Nous avons cherché un confort discret et efficace pour que nos clients se sentent chouchoutés et puissent se relaxer, avec le support d’une bonne cuisine, bonne cave, ambience agréable et service discret mais efficace.

Quelles en sont vos plus beaux souvenirs ?

A part le fait d’avoir eu ici beaucoup de très belles soirées – importantes – à tous points de vue, avec des personnages notoires, ou des remises de médaille pour ceci ou cela, ce qui me fait le plus plaisir en réalité est de faire dérouler dans ma mémoire les différents épisodes de notre activité en partant d’une salle de dégustation rustique et en réalisant qu’aujourd’hui des clients élégants et bien élevés viennent express de très loin chez nous pour passer une soirée agréable.

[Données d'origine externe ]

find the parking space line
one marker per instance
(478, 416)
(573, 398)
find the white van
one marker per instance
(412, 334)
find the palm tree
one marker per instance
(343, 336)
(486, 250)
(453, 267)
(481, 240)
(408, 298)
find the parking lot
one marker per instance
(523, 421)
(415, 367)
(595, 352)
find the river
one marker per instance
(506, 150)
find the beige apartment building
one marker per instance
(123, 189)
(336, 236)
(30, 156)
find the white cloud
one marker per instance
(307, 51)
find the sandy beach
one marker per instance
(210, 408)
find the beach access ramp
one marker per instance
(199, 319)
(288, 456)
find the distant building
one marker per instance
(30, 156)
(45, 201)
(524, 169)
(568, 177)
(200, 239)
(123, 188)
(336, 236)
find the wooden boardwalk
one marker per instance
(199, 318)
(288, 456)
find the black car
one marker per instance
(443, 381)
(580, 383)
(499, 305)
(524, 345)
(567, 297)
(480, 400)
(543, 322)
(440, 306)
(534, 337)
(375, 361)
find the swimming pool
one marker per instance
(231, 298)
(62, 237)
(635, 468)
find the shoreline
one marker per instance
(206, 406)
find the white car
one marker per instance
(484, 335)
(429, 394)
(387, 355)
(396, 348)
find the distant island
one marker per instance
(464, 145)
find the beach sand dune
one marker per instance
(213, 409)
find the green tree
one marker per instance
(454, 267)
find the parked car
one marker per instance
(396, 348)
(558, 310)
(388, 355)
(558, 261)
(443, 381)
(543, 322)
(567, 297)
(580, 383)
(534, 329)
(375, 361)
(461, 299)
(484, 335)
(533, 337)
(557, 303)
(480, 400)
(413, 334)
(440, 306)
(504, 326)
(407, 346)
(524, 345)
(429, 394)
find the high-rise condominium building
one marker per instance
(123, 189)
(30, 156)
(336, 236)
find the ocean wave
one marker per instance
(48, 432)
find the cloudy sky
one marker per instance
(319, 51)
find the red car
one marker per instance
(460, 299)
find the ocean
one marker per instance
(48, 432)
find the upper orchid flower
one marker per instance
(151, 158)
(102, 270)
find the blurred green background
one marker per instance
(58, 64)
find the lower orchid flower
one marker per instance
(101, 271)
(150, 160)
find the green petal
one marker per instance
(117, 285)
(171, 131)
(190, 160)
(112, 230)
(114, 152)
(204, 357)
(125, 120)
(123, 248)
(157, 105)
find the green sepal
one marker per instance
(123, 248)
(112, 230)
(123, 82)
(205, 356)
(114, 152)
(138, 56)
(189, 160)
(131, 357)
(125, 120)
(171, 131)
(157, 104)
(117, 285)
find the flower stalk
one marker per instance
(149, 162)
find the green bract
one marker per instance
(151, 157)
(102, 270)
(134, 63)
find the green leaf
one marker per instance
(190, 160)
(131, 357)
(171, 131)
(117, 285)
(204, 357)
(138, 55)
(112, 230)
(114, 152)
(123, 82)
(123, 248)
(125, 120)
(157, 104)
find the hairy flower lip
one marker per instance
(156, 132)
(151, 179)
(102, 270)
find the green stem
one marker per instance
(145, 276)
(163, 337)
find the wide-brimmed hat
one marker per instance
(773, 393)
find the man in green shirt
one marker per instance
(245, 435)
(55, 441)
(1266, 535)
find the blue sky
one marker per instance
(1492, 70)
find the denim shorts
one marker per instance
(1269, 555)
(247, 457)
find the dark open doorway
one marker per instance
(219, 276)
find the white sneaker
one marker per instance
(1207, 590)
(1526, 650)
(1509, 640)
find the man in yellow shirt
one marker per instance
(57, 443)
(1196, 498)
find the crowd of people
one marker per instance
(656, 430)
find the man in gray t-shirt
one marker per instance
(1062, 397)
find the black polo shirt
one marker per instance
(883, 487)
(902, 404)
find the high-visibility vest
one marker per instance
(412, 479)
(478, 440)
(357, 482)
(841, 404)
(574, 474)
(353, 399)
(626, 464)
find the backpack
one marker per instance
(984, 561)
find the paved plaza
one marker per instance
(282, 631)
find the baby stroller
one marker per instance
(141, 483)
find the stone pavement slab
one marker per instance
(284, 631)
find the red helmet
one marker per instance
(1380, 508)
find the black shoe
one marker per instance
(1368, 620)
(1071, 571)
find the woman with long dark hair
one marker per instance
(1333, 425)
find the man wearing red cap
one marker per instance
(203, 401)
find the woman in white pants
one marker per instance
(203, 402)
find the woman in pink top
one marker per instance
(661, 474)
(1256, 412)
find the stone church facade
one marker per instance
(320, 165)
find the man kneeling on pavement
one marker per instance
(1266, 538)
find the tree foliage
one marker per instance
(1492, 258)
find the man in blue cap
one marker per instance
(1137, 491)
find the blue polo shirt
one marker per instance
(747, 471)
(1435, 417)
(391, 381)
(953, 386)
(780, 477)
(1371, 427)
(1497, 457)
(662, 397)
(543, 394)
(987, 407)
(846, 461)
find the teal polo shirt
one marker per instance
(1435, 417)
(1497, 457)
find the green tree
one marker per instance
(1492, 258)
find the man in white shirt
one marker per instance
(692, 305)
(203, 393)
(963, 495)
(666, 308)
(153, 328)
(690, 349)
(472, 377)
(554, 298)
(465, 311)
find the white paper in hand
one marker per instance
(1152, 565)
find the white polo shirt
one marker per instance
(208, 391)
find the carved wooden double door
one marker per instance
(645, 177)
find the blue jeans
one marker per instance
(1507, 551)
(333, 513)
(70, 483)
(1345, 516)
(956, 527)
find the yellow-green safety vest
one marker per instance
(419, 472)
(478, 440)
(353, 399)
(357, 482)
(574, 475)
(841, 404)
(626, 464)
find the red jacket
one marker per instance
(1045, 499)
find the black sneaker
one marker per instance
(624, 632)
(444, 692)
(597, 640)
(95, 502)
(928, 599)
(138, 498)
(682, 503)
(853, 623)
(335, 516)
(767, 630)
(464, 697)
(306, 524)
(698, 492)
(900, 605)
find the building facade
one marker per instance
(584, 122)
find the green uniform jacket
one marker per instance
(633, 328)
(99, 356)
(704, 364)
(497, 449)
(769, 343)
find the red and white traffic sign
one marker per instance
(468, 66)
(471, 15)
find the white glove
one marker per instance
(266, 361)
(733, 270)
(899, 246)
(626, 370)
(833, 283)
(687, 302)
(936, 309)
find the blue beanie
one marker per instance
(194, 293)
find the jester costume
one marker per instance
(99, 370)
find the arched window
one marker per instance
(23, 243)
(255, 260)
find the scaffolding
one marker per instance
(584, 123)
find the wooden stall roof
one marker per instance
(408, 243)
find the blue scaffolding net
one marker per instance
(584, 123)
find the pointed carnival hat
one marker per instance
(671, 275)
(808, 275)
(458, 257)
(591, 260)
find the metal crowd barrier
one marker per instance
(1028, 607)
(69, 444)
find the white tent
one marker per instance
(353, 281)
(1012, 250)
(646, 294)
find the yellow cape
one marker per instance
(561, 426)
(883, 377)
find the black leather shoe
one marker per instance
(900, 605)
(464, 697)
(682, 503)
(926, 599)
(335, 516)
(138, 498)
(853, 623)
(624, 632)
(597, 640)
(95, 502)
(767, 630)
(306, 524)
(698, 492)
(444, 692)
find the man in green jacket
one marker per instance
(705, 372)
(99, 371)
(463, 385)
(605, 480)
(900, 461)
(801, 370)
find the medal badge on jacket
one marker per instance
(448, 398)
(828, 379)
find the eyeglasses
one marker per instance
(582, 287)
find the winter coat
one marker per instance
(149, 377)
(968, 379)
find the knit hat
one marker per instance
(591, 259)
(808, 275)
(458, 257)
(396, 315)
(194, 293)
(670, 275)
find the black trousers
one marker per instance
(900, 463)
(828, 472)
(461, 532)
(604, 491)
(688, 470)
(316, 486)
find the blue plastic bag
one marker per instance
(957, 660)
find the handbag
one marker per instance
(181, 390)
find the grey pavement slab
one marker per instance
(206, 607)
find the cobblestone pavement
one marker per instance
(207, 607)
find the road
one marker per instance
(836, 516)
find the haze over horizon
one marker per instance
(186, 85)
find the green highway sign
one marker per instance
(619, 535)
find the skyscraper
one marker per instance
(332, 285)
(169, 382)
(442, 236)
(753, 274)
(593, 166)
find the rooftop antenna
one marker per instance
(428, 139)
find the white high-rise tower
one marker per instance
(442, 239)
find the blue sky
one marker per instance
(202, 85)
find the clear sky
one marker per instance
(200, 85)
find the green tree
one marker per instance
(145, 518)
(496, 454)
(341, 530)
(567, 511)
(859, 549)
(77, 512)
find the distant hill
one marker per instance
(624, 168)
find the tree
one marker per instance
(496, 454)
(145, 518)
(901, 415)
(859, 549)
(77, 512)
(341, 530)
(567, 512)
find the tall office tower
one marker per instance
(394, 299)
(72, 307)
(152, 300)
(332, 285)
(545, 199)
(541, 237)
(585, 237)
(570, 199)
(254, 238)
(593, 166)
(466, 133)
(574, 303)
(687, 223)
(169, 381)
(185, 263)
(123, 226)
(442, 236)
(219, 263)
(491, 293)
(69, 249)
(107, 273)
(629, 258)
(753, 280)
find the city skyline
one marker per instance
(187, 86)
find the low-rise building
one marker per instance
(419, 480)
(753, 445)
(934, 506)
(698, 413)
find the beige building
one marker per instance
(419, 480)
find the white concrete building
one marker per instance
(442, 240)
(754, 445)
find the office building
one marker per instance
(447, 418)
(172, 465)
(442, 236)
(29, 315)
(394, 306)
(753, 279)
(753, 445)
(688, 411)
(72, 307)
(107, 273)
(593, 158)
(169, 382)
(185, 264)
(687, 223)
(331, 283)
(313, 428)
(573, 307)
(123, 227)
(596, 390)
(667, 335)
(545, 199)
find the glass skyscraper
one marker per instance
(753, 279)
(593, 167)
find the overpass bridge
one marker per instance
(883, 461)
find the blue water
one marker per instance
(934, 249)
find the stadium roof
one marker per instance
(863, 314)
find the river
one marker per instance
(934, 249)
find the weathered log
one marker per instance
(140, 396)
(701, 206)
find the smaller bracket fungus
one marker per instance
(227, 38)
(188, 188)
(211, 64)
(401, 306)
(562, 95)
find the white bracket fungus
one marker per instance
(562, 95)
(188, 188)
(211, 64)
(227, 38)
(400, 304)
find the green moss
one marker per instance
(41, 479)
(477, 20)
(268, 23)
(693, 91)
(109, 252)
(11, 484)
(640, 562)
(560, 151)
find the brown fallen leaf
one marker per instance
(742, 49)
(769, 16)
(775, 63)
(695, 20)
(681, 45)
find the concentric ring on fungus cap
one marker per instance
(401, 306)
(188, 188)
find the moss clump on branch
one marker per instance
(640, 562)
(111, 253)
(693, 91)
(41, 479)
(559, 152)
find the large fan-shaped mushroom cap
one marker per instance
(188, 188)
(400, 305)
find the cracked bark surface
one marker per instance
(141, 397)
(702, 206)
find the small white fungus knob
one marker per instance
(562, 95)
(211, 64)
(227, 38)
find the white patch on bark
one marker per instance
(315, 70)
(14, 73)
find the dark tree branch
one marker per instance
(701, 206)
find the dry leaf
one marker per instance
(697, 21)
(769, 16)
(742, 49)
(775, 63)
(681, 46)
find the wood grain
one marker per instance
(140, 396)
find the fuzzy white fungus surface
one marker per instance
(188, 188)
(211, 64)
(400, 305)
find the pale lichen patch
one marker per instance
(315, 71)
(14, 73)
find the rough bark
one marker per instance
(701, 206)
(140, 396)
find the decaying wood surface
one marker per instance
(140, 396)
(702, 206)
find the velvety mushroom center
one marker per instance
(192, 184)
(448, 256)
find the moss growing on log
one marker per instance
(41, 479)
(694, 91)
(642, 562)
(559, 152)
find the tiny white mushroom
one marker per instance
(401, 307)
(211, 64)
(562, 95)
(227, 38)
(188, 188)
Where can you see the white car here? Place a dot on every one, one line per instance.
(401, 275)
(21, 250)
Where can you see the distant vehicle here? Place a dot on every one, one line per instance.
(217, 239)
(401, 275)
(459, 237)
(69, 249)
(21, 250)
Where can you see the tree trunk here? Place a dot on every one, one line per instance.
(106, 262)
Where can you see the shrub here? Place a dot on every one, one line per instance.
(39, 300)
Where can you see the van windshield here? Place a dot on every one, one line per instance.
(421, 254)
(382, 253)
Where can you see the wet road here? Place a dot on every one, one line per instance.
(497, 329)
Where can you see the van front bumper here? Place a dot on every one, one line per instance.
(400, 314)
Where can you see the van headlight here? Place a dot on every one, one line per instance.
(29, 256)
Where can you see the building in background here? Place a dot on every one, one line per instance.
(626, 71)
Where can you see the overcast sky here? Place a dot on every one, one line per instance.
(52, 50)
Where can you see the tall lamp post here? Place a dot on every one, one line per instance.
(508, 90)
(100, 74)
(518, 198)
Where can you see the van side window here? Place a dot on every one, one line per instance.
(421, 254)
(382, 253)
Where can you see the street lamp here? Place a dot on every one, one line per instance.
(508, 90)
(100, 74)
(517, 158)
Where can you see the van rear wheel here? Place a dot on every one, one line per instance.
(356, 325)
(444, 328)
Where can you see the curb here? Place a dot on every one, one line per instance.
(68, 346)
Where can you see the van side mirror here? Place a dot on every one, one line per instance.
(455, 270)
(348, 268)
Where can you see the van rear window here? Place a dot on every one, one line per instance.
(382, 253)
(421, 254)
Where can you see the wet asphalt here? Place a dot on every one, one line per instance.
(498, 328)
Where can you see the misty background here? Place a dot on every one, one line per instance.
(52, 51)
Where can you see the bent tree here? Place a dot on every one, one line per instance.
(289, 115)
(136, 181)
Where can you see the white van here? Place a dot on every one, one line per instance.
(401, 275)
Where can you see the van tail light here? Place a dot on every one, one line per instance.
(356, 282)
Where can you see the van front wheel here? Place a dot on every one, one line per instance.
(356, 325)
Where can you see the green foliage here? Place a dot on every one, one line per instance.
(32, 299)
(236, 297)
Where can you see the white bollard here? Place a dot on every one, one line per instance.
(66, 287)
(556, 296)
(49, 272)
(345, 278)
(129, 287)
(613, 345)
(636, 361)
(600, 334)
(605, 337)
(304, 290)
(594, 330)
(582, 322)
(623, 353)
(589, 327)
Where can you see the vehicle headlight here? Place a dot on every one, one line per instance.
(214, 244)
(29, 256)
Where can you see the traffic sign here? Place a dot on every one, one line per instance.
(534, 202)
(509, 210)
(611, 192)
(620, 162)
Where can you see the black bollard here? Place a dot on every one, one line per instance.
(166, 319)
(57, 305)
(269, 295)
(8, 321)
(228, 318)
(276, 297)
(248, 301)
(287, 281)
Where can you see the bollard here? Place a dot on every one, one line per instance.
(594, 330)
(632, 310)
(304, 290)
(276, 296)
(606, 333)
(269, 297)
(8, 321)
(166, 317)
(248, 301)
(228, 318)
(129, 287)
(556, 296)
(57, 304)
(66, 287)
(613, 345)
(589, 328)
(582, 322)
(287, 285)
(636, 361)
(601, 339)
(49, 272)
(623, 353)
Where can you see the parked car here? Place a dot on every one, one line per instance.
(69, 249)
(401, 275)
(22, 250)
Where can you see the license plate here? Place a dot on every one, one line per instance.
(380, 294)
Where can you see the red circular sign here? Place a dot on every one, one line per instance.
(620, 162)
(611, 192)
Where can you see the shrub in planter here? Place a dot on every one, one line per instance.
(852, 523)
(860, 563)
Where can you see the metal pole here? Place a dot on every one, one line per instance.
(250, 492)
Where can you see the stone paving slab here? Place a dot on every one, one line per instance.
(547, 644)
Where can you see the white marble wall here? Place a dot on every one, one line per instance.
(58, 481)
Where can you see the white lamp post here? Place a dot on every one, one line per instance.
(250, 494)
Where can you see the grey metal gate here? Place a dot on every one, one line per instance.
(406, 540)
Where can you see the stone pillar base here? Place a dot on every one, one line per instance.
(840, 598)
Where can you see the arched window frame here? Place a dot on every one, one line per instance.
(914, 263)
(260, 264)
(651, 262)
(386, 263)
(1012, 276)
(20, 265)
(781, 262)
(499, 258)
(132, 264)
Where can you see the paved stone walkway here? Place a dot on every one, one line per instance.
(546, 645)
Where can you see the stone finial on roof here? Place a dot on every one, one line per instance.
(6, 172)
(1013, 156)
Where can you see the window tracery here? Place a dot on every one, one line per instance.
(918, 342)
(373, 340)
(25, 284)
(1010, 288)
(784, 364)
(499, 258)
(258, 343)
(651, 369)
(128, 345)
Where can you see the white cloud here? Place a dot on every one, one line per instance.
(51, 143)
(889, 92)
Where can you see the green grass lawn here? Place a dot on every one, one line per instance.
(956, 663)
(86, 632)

La plus récente satisfaction est d’avoir reçu beaucoup d’éloges pour un dîner que nous avons organisé pour 15 personnes, entre producteur de vins rouges français et italiens, et journalistes de haut niveau, car les plats que nous avions choisi sublimaient parfaitement, les vins proposés par eux-mêmes en une dégustation très pointue.

Cela peut vous paraître bizarre mais c’est notre vie et c’est un vrai plaisir de constater que notre restaurant touche non seulement les palais mais aussi l’esprit et l’intellect !

Votre recette préférée et votre vin favori ?

Je dispose d’un choix tellement vaste entre les plats et les vins que je voudrais répondre tout de suite que cela dépend du lieu et du moment, car heureusement notre fantaisie change beaucoup, selon ces critères – lieu – moment – humeur –

Pour me concentrer sur l’Italie je pourrais citer un plat que j’ai transformé, à partir de 2 recettes typiques toscanes :

Queues de grosses crevettes enveloppées dans la pancetta ; servies sur une créme de haricots blancs et Gran Farro au romarin.

Quant à mon vin préferé dans notre région je pourrais citer le Chardonnay « d’Angelo Gaya », le « Gaya & Rey », ou bien le « Cervaro » du Marquis Antinori, sinon le « Benefizio » des Marquis Frescobaldi.

Pourquoi l’Italie et la Toscane pour nouvelle patrie d’Annie ?

L’Italie est devenue ma deuxième patrie, d’abord et avant tout parce-que j’y travaille et ensuite parce-que le fait d’avoir côtoyé beaucoup d’Italiens et surtout de nombreux artisans, simples, directs, rudes parfois, mais pleins de cœur, de talent et de fantaisie m’a fait comprendre que je vis dans un monde « très humain » où il existe encore l’envie de faire plaisir à son voisin avec en surcroît beaucoup d’amitié !

En résumé Florence est encore une ville agréable et très authentique.

Nice et l’Italie, une grande histoire d’amour. Qu’en pensez-vous ?

Pendant des années, et je suis ici depuis 36 ans maintenant, les Italiens m’ont dit « Ah vous êtes de Nice, mais Nice était italienne auparavant, donc vous êtes Italienne ! Je m’agitais un peu, à chaque fois, parce-que j’estimais que ma Ville natale était tout à fait française (à part tellement de noms de famille Italiens !) Jusqu’au jour où j’ai lu que le Comté de Nice a été offert plusieurs fois à la France et à l’Italie, suivant les tendances politiques.

Donc, j’ai dit « Basta » à ce regret nationaliste italien, et pour répondre à votre question, je crois que Nice est liée à l’Italie pour de vieilles traditions ethniques évidentes comme à chaque région de frontières, mais que la ville a évolué à la « française ». N’étant pas moi même de famille niçoise, je n’ai aucun élément pour savoir s’il y a eu une histoire d’amour ou bien un grand déchirement à chaque changement de patrie !!!

Et si Annie Féolde était une couleur, une saveur et un livre ?

Si j’étais une couleur, j’irais du vert émeraude de certaines mers, au bleu comme le ciel de Nice, merveilleux, ou bien comme saveur, je pourrais opter pour un mélange entre ginger et citron vert, surtout sur un poisson.